If yes, why? how? If not, then, how can this article be explained?
I'll try to provide a brief write up of the article linked above. The following problem is presented :
Let us consider an example. Suppose we have hundred balls, of different sizes, and each of them has a distinct colour which is indicated by a hex colour code, an integer from 000000 to ffffff. We would like to divide them into three groups based on their colour and volume or size, such that all the groups are of similar size and any pair of balls in a group have similar colour, i.e. the difference in their hex colour codes is small and similar radius measurement. This task begs for a solution using the approach of clustering.
To solve this problem, k-means is not a good idea as it does not take into consideration cluster connectivity. Thus, we take a look at spectral clustering technique.

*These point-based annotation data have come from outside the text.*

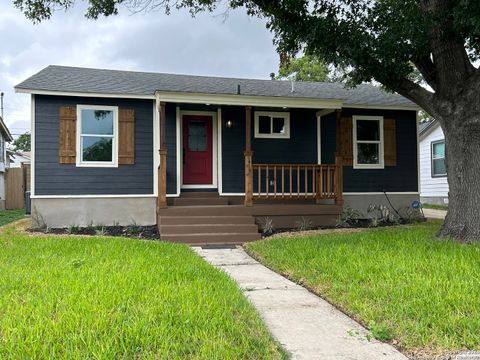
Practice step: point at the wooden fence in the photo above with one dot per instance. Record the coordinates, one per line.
(17, 181)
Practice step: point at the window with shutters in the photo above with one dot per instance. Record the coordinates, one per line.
(272, 125)
(97, 136)
(438, 159)
(368, 145)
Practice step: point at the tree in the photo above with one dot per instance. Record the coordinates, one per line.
(385, 41)
(22, 143)
(305, 68)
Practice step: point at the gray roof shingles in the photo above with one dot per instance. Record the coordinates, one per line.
(83, 80)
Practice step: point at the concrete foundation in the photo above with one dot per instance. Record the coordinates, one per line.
(57, 212)
(362, 202)
(434, 200)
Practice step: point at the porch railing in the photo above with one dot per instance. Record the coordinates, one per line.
(296, 181)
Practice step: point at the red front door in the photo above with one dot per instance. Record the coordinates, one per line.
(197, 150)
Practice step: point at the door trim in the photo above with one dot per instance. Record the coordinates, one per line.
(214, 183)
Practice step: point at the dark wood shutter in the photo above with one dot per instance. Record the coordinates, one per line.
(345, 139)
(126, 136)
(390, 142)
(67, 138)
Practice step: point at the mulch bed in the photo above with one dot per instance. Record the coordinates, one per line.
(133, 231)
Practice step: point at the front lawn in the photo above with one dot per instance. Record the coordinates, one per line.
(8, 216)
(406, 285)
(117, 298)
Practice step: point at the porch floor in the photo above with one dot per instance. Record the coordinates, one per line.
(207, 218)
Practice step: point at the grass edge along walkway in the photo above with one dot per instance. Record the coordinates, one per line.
(408, 287)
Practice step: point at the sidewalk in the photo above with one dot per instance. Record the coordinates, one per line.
(305, 325)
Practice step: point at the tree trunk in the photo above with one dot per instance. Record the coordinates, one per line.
(462, 144)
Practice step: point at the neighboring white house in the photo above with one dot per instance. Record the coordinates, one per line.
(17, 158)
(5, 137)
(433, 174)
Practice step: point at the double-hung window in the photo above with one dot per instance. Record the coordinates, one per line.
(272, 125)
(368, 142)
(438, 159)
(97, 136)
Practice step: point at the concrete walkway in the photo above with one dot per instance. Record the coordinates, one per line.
(434, 213)
(305, 325)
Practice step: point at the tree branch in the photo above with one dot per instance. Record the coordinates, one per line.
(427, 68)
(415, 93)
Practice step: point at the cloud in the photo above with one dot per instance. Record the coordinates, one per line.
(209, 44)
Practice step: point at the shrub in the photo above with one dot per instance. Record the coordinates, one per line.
(349, 217)
(304, 224)
(266, 225)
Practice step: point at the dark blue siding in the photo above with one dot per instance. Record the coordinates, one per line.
(300, 148)
(52, 178)
(233, 146)
(399, 178)
(171, 139)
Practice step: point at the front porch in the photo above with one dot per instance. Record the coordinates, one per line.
(284, 193)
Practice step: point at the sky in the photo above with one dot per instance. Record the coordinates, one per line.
(209, 44)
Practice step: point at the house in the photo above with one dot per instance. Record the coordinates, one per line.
(205, 156)
(433, 173)
(5, 137)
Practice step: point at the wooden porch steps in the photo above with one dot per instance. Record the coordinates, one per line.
(200, 199)
(201, 218)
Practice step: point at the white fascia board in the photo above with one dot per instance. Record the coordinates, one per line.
(83, 94)
(248, 100)
(382, 107)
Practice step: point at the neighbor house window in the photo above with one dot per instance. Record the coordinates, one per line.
(272, 125)
(438, 159)
(2, 149)
(368, 142)
(97, 136)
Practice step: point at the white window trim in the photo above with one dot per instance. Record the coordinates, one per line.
(381, 164)
(432, 144)
(284, 115)
(114, 162)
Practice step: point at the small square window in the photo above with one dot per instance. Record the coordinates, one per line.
(368, 142)
(264, 125)
(438, 159)
(278, 125)
(96, 136)
(272, 125)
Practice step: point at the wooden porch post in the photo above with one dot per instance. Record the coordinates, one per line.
(338, 180)
(162, 167)
(248, 157)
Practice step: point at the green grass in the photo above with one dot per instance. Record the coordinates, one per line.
(117, 298)
(435, 207)
(401, 282)
(8, 216)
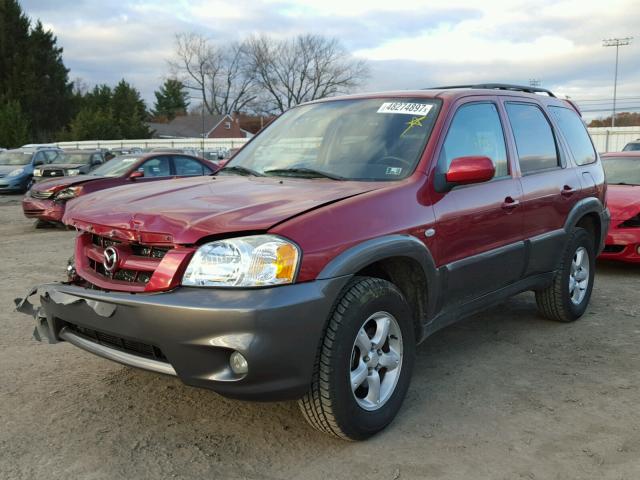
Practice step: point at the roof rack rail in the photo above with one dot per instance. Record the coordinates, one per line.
(498, 86)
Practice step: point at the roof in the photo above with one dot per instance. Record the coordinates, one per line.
(628, 153)
(186, 126)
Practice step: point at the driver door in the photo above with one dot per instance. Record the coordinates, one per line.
(479, 227)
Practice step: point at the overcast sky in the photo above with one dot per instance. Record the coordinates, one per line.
(408, 43)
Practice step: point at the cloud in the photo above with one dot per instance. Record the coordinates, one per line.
(408, 44)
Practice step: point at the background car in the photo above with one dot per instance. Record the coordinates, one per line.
(632, 146)
(623, 198)
(46, 200)
(17, 166)
(70, 163)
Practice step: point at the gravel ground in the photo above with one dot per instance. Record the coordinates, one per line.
(503, 395)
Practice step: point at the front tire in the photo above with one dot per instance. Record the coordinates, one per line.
(567, 298)
(364, 363)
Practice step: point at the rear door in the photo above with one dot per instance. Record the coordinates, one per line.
(550, 186)
(479, 236)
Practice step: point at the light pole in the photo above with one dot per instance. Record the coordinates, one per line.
(615, 42)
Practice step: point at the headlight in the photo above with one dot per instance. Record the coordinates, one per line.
(253, 261)
(67, 193)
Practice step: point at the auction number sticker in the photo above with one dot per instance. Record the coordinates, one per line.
(405, 108)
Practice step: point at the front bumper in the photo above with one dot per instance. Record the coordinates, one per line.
(191, 332)
(42, 209)
(622, 244)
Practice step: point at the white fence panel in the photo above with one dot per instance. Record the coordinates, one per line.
(608, 139)
(208, 143)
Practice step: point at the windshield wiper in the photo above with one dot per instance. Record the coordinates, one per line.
(241, 170)
(304, 172)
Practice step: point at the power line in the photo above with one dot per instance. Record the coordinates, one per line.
(616, 42)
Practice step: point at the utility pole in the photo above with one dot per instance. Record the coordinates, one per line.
(615, 42)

Again, quoting from the article : (this is where I am facing problem)
Spectral Clustering is a clustering technique where the eigenvectors of the laplacian of similarity graph are studied to cluster data points. The intuition is that spectral clustering unlike k-means observes connectivity in the similarity graph. Therefore if two data points $x_i$ and $x_j$ belong to the same cluster then the row vectors of the k-eigenvector matrix are expected to be close by.
The article then goes on to explain an algorithm for spectral clustering and how it gives better results.
In the above figure, the first is a plot of the data points, the second is a plot of the rows of the matrix whose columns are the second and third eigenvector of laplacian. The weights used to build the similarity matrix is $e^{−\frac{(dist(x_i,x_j))^2}{2σ^2}}$.